Não se vai partir do zero. De acordo com a 30ª Pesquisa Anual de Administração e Uso de Tecnologia da Informação nas Empresas, realizada pela Fundação Getúlio Vargas (FGV-SP), em 2019 o país teve perto de 420 milhões de aparelhos digitais ativos. O uso de celulares se destaca: são 230 milhões de smartphones contra 180 milhões de computadores, notebooks e tablets em uso no Brasil. O país tem mais celulares do que almas.

É preciso expandir a infraestrutura de telecomunicações para locais mais remotos a fim de democratizar o acesso às plataformas que já são ofertadas a alunos e pacientes de redes privadas. A tecnologia pode ser compartilhada pelas áreas de educação e saúde, uma vez que a telemedicina começa a se tornar realidade por aqui. Quando se leva em conta o compartilhando, os investimentos se tornam economicamente viáveis, desafogando a busca de atendimento de moradores de cidades do Entorno pela rede de saúde do Plano Piloto, por exemplo.

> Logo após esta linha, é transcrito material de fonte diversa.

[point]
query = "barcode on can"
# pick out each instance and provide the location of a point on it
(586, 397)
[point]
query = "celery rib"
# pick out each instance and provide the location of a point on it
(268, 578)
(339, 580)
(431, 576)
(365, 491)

A pandemia acelerou a digitalização dos setores de educação e saúde. Não pode haver recuo na ampliação das plataformas. Professores, alunos, pais, médicos e pacientes devem ser digitalizados democraticamente. Vários desafios estão nascendo, mesmo que a toque de caixa, e nos levarão ao rompimento de modelos tradicionais. Na educação, o isolamento social nos guiará a nova forma de ensino, que não se dissipará quando a Covid-19 for vencida. Sigamos.